A Four Thousand Year History

Patricia Fara

In Science, Patricia Fara rewrites science's past to provide new ways of understanding and questioning our modern technological society. Sweeping through the centuries from ancient Babylon right up to the latest hi-tech experiments in genetics and particle physics, Fara's book also ranges internationally, challenging notions of European superiority by emphasizing the importance of scientific projects based around the world, including revealing discussions of China and the Islamic Empire alongside the more familiar stories about Copernicus's sun-centered astronomy, Newton's gravity, and Darwin's theory of evolution. We see for instance how Muslim leaders encouraged science by building massive libraries, hospitals, and astronomical observatories and we rediscover the significance of medieval Europe-long overlooked-where, surprisingly, religious institutions ensured science's survival, as the learning preserved in monasteries was subsequently developed in new and unique institutions: universities. Instead of focussing on esoteric experiments and abstract theories, she explains how science belongs to the practical world of war, politics, and business. And rather than glorifying scientists as idealized heroes, she tells true stories about real people-men (and some women) who needed to earn their living, who made mistakes, and who trampled down their rivals.

First published:
2009
Published by:
Oxford University Press
Length:
Hardcover 408 pages

About the author

Patricia Fara lectures in the History and Philosophy of Science at the University of Cambridge and is the Senior Tutor of Clare College.

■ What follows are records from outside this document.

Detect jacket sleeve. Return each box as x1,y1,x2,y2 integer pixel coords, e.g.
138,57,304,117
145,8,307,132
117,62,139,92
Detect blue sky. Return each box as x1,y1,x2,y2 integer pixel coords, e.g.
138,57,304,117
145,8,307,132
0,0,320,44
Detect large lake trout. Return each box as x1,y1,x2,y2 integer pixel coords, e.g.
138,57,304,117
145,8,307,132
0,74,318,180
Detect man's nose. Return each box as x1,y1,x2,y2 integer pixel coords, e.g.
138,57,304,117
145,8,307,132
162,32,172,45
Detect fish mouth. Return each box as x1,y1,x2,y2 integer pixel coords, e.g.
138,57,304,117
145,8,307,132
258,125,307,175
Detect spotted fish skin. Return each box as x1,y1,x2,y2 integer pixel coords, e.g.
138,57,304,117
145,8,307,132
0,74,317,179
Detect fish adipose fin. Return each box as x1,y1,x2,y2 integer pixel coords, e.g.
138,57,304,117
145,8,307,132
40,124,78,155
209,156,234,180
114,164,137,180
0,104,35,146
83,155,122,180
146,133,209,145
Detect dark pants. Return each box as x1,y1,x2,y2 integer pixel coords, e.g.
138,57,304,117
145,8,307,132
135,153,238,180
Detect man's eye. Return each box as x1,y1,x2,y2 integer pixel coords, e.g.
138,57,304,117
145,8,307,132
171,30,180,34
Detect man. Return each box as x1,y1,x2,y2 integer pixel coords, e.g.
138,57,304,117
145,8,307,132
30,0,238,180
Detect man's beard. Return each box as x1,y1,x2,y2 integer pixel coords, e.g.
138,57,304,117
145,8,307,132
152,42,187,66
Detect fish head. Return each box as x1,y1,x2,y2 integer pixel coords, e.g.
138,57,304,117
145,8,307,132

Her major research speciality is eighteenth-century England, but she has published a range of academic and popular books on the history of science, increasingly with an emphasis on analysing scientific imagery. These include Sympathetic Attractions: Magnetic Practices, Beliefs, and Symbolism in Eighteenth-Century England (1996), Newton: The Making of Genius (2002), Sex, Botany and Empire: The Story of Carl Linnaeus and Joseph Banks (2003) and Pandora's Breeches: Women, Science and Power in the Enlightenment (2004). She has written many reviews and articles for academic journals as well as for general publications, including History Today, New Scientist, Nature, The Times and New Statesman; she writes a regular column on scientific portraits for Endeavour. She is currently working on a biography of Erasmus Darwin.